Underneath all the absurdity and biting commentary is the uncomfortable fact that there is actually a war going on, a fact most people in the film seem to have overlooked.  Hauser can’t be bothered with the bombings happening right outside his office window.  (Hauser even gets into a small semantic debate with Natalie (Tomei) when she suggests that an “attack” has just occurred; he corrects her, saying that what just happened was, in fact, a bombing, something quite different from an attack.)  The war is really just one big visual aid the tradeshow can use to facilitate business.  The horrors of war have been turned into cheesy disposable pop songs” “I want to blow you … up.”

Except that war isn’t just about money; it’s life and death, a fact driven home to Hauser when he steers the Humvee outside the gates of Emerald City and into the desolate barrens of Fallaf.  Fallaf sounds like “fall off” if you ran the words together really fast, and that’s basically what it is: if you were to fall of the edge of the Earth and into a pit of agnoy and hell, that would probably be about what life in Fallaf is like.  It also sounds like someone combines the names Falluja and Najaf, which works because, hey, if you need an example of the worst effects of the Iraq War, how can you narrow it down to just one?

What Hauser sees in Fallaf is a war crime, but it is also something that we’ve seen in a million westerns, not the least of which the Leone opera that most influenced the film.  When the helicopter gunship swoops in and mows down a group of civilians, it’s reminiscent of too many news stories, but also of the moment in A Fistful of Dollars when Ramon Rojo guns down the entire army detachment with Gatling gun.  It has finally become impossible to distinguish between life and art.

The Fallaf incident is a wake up call for Hauser, a moment of clarity, and it leads to his final (hilarious) confrontation with Walken (Ben “Sir Kingsley!” Kingsley).  As Walken says, “Operation Chickenhawk never ends,” and the final shot of the film punctuates that in what is probably the blackest joke of the whole film.

We can’t talk about War, Inc. without talking about the pop sensation that is Yonica Babyyeah, the over sexualized Central Asian sensation.  I’m sure somewhere in the vast Moviefreak archives there is a mention of the time I actually met Hilary Duff, and trust me: whatever you think of her, whatever pictures you’ve seen, this girl is about a million times hotter in person.  Photographs truly don’t do her justice.  I didn’t really think much of her until I actually saw her in person.  Words fail me, but the girl has an actual aura, which I don’t think I’ve ever seen on another human being.  Who knew she could act too.

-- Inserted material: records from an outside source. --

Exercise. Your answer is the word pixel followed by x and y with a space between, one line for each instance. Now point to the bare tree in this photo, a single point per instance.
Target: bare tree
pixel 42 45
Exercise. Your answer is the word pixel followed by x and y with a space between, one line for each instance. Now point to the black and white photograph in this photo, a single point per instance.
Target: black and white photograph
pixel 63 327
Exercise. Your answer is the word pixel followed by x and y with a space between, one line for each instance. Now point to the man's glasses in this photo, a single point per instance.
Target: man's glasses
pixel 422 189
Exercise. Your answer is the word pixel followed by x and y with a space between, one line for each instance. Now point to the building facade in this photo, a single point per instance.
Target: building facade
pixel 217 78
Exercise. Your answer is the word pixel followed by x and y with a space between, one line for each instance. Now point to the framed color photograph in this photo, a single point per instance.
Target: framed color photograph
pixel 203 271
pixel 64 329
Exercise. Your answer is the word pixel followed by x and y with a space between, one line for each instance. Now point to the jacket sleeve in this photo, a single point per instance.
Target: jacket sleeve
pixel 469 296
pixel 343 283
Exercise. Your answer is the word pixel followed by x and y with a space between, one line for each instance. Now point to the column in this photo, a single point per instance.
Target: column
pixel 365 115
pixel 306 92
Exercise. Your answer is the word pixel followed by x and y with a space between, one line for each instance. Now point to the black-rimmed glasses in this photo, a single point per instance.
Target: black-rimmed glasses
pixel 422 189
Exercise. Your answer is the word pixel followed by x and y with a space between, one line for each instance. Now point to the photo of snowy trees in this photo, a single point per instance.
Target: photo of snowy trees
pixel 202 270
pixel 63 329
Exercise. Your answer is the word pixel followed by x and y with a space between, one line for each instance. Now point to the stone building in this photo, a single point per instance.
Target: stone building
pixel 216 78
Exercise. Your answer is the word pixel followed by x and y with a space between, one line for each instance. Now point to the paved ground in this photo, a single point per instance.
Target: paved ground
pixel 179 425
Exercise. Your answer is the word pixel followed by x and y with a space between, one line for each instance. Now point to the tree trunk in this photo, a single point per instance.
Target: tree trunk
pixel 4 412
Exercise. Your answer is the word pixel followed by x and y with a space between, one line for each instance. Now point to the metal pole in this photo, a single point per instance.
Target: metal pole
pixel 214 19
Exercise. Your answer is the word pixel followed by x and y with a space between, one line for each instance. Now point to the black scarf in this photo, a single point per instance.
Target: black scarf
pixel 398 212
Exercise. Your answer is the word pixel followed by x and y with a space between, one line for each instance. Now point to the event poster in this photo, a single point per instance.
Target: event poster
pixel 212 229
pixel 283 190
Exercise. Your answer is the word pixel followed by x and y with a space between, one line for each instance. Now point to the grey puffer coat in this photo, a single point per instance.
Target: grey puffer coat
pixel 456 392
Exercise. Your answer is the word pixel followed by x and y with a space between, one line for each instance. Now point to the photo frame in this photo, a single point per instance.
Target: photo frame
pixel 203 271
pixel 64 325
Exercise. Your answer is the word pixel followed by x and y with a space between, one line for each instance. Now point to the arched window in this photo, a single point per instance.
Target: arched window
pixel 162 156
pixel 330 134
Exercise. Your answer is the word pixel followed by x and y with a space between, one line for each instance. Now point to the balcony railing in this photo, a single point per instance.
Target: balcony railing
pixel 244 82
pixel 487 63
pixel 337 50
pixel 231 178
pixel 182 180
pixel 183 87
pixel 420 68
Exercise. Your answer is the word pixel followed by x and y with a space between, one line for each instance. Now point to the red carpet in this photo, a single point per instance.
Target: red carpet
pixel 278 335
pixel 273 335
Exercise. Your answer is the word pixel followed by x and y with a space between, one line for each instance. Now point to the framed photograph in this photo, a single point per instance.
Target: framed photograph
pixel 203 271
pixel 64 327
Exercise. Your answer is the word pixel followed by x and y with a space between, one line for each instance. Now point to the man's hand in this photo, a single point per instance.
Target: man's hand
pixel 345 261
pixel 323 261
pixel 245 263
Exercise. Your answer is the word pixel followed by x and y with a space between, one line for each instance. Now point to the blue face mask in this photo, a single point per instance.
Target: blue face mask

Yonica Babyyeah’s presence in the film is, one awkward plot contrivance aside, the single longest running, most biting joke in the film.  Yonica is a Brittany Spears clone, obviously, and with a war going on right outside, with all that human tragedy and destruction, it is Yonica who gets most of the attention, particularly from Hauser, who is tasked with making sure her wedding goes off without a hitch.  She is there whether Hauser likes it or not, and he probably spends more time on her than he does on Omar Sharif.

The biggest complaint with War, Inc. is that the dialogue sounds at times like someone reciting from a book.  Cusack (and his fellow writers) obviously have a point they’re trying to make, and they obviously wanted to cover as much of Klein’s material as they could, and some of these efforts are defter than others.  These moments are awkward but not terrible, and this is a small quibble with an otherwise great film.


Video

War, Inc. is presented in a 2.35:1 aspect ratio.  The transfer is sharp.  There are many dark scenes and dark, cool colors in the film’s palate, and the whole palate is expertly rendered.  The black levels are solid and the overall picture is crisp.


Audio

This disc is presented in 5.1 Dolby Digital Surround.  The presentation is balanced and sharply rendered.  The channels are clear and well balanced.  Everything from the dialogue to the explosions and gunfire is translated nicely.


Special Features




Final Thoughts

War, Inc. is a biting film with more truth about the current geopolitical climate than you’re likely to find just about anywhere.  It’s nice to see an actual Cusack film (as opposed to a film with Cusack in it); it seems like it has been a while.